Other than articulating a clear preference for education over punishment, the panel of judges also conspicuously dwelled on precedent, namely past disciplinary actions taken against Wisconsin judges. The peculiar thing about the emphasis on precedent is that the Ziegler case is an unprecedented situation. Never before has a sitting member of the state Supreme Court faced possible discipline for judicial misconduct. Question for the judges: How do you apply precedent in an unprecedented case?

Another problem with remaining bound by precedent is that past enforcement of the judicial ethics code clearly has left a great deal to be desired, as evidenced by Ziegler's own admission that she didn't give a passing thought to the rules when she handled cases in which she had a clear financial conflict of interest. Question for the judges: Why do you apply precedent when it represents failure?

What the Judicial Conduct Panel's findings end up being and what the judges recommend in the way of discipline are anybody's guess. But the signals sent at today's hearing were hardly confidence inspiring.


Anonymous said...

The panel is thumbing its nose at the public with its sound bites...this should have gone straight to the Supreme Court from the Judicial Commission.

Anonymous said...

OK, Judge Ziegler has admitted that she made a mistake but I have yet to hear that any of the cases you mention was incorrectly decided.

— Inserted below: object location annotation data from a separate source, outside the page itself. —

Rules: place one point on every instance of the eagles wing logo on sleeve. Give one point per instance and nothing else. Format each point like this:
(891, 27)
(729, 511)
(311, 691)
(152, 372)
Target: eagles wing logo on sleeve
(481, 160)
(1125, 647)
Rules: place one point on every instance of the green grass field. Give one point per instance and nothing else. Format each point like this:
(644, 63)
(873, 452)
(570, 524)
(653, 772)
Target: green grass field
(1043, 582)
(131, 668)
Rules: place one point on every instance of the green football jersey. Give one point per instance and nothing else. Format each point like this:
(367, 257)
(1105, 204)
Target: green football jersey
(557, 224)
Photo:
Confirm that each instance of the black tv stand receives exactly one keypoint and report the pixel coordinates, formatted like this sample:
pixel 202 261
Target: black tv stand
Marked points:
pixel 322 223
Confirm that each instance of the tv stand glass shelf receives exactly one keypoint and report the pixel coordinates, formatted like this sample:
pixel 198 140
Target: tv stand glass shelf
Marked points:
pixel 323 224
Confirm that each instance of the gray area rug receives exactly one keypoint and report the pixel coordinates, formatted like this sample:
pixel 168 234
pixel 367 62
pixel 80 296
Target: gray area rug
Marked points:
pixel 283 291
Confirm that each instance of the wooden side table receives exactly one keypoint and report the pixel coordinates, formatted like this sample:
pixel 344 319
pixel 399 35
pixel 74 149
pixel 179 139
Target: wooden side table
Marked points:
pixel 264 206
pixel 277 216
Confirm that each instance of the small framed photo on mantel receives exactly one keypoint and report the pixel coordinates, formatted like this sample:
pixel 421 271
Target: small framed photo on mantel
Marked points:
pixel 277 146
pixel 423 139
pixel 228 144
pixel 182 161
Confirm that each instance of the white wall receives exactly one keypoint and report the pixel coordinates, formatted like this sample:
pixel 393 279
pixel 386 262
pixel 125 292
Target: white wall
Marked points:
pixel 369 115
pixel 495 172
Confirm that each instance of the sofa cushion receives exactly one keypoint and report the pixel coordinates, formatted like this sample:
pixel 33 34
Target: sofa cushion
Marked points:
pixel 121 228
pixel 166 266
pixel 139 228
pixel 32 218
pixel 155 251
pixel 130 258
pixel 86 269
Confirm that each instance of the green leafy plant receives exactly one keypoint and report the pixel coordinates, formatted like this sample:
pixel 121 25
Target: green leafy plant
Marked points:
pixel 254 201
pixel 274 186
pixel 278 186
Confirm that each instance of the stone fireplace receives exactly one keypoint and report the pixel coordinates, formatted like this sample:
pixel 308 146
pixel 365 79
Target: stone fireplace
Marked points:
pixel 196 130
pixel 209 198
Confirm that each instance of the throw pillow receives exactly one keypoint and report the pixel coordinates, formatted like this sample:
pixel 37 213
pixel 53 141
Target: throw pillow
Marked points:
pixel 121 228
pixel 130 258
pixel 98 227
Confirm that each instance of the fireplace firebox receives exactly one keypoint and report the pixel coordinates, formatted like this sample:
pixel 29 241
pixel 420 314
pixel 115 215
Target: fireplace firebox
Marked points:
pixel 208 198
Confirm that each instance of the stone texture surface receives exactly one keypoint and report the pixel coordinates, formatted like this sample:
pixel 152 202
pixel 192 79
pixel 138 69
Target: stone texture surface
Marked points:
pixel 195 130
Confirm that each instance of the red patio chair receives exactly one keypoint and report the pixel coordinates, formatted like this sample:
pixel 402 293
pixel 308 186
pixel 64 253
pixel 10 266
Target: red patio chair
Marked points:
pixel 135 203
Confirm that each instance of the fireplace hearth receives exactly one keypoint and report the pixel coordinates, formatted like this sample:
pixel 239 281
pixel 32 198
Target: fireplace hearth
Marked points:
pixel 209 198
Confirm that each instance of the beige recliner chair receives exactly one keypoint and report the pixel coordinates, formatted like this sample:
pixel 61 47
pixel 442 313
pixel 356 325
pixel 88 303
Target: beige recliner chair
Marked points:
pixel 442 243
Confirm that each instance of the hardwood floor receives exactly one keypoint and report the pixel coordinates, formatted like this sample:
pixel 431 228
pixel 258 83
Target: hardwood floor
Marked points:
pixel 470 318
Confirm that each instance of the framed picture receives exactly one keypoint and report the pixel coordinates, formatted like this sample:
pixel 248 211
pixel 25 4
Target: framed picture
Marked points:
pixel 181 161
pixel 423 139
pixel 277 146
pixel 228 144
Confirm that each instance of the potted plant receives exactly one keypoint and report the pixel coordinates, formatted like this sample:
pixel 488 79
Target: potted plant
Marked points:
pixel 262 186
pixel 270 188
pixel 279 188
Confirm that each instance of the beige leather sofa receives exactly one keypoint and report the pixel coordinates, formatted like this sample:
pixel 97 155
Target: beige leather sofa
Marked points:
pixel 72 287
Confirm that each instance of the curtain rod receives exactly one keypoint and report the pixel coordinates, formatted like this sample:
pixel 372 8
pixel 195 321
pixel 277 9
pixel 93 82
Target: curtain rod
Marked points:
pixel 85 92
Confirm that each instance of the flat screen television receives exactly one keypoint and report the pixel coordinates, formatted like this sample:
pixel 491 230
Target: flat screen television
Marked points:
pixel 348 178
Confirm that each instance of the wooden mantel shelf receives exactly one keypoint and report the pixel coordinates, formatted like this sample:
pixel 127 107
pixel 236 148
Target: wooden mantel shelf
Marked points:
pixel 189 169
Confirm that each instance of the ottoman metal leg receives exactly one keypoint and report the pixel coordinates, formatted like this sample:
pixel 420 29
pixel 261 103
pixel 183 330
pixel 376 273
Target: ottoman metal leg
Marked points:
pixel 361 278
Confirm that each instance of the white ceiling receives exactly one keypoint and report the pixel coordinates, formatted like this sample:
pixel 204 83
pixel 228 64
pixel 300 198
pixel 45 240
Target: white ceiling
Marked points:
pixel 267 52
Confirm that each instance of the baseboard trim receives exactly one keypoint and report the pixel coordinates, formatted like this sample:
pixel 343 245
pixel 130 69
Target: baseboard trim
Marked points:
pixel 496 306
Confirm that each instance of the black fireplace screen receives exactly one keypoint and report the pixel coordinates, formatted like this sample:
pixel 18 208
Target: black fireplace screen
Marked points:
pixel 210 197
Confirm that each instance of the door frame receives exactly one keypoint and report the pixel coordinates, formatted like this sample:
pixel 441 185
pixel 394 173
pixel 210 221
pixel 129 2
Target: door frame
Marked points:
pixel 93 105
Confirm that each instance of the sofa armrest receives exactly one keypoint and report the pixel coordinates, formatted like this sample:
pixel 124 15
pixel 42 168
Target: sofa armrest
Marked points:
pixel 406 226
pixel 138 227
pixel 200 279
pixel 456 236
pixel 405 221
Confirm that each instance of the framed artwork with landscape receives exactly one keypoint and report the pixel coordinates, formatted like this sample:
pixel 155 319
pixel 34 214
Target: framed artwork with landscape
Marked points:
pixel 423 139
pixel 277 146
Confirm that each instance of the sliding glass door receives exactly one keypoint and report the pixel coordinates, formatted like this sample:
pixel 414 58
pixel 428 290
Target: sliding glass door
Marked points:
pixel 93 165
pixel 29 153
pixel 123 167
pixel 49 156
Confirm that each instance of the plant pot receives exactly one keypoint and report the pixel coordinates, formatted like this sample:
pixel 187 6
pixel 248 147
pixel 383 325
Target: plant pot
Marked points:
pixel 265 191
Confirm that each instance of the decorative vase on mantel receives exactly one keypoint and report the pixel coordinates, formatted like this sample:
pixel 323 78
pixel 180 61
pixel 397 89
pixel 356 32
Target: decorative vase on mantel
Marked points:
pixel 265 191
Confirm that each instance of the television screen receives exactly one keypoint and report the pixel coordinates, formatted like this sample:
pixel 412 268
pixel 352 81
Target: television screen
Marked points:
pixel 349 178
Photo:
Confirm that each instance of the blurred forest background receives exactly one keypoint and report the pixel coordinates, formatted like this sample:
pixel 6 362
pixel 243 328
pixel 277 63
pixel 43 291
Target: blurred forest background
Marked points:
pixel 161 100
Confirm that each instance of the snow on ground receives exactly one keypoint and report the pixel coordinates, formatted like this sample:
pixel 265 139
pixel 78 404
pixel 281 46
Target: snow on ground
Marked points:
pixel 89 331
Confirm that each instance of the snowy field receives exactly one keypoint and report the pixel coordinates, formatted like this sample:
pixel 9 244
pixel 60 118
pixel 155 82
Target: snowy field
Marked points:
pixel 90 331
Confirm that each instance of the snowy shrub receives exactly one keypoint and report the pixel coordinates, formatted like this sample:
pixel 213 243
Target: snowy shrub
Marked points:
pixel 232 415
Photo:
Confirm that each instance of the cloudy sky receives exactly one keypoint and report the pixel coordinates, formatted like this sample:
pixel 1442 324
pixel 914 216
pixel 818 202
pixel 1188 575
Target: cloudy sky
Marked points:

I am starting to wonder if the reason the Wisconsin Democracy Campaign is worked up about this case has something to do with the fact that Judge Ziegler defeated a wanna be Judge from Madtown for her office.

Until some actual wrong-doing is found this coverage is getting kind of stale.

Anonymous said...

Anon 7:33 -

How can we expect anyone to follow the rules if the courts don't?

Don't be niave', this represents a much larger problem in the judicial system.

Anonymous said...

I heard your remarks on WPR about the appellate court panel hearing of Ziegler's case, Mike, and you are so right on.

It stretches belief beyond imagination that she truly never even thought about the obvious conflict of interest in cases involving the bank on which her husband served as a board member -- or even knew that it violated judicial ethics -- and, from reports I read during her run for SC, he had a paid position with the bank board.

Also the absurdity is beyond comprehension that judges on a lower court are sitting in judgment on a higher court justice. Isn't that another perception, if not in fact, of a conflict of interest? She will, after all, be hearing cases they have ruled on that get appealed to the Supreme Court. Do you think they just might have in the backs of their minds, even subconsciously, that if they don't go easy on her, she -- especially w/her track record as a judge on a trial court -- just might not be quite so inclined to uphold their rulings? Not that she would or wouldn't, but doesn't just the possiblity further raise the hairs on the back of your neck?

I moved to Wisconsin from California where I worked in the court system, and am pretty much roundly dismissed here whenever I mention or suggest a policy, procedure or way California does something, but I am astounded that this state's court system oversees the conduct and discipline of its own judges/justices. I don't have to mention foxes and henhouses, do I?

California has a separate body charged with those duties. For years that state's Judicial Performance Commission was dominated by judges and lawyers (who appear before judges, so...) Several years ago the commission makeup was changed to include a larger percentage of non-court/legal-community members. Judges howled, but I think ultimately the public benefited, if for nothing more than because the commission is not longer seen as overlaid with self-interest. Just like judges in Wisconsin, they didn't want to be too hard on their colleagues for fear that should they, god forbid, have a complaint filed against them, they in turn might be treated harshly.